Tulare County using alternative programs to manage AB 109 offenders

It has not yet been a full year since the 2011 Public Safety Realignment law, AB 109, went into effect and yet the changes to the Tulare County jail system have been dramatic. According to Tulare County Sheriff’s Department Capt. Robin Skiles, division commander of Custody Administration, the county jails are close to capacity, but he says the county is using alternatives to reduce pressure on the jail. “We’ve been pretty successful at managing our population with the DRC, SWAP and home monitoring,” said Capt. Skiles in a recent news report.

The Tulare County Day Reporting Center (DRC) and the Sheriff’s Work Alternative Program (SWAP) are two of the Sheriff’s alternative sentencing programs that help alleviate pressure on the Tulare jail. A home monitoring program, managed by the Tulare County Probation Department, has also proven helpful in reducing pressure on the local jail and generating positive results in reducing recidivism. BI Incorporated helps the county manage the home monitoring program for Probation while the Sheriff’s Department operates the DRC. Another program, Residential Substance Abuse Treatment, also helps reduce the number of repeat offenders by making drug counseling available to inmates.

At this point, Skiles said programs like these make up a big part of the county’s efforts to make AB 109 work, not by changing sentences or releasing prisoners early, but by finding ways to keep the prisoners who serve their time in county jail from returning after release.

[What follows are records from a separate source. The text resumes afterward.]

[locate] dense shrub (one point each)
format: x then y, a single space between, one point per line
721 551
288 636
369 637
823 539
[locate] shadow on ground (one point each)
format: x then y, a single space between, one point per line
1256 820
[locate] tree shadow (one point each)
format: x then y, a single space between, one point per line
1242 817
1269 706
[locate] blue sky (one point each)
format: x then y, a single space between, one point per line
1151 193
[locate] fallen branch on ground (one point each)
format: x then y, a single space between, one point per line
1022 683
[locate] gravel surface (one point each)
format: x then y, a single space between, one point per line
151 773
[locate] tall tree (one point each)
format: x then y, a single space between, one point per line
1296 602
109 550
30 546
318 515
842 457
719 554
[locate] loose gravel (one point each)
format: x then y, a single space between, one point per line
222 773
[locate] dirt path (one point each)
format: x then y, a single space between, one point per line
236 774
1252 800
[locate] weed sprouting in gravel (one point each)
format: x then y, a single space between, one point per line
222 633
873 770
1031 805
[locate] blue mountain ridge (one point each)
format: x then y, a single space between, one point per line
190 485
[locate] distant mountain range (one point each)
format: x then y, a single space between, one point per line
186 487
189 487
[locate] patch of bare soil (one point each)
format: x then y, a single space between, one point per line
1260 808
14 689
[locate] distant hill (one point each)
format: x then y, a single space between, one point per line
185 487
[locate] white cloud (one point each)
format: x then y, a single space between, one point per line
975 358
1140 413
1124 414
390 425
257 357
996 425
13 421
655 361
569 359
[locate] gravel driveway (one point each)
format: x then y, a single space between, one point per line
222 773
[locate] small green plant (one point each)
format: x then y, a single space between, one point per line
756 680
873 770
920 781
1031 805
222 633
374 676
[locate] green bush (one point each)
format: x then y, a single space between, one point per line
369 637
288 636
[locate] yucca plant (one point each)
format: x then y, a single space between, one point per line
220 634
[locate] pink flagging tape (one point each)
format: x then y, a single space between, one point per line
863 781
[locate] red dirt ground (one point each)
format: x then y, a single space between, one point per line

The major concern for Tulare County officials, as with other jurisdictions, is future funding for managing offenders returned to county supervision as part of AB 109 legislation. This legislation shifted the responsibility for incarcerating many low-risk inmates from the state to counties in California. BI Incorporated is working with counties to explore options for managing AB 109 offenders, including day reporting centers, core model day reporting programs for smaller counties, electronic monitoring programs, in-custody programs, even residential reentry programs.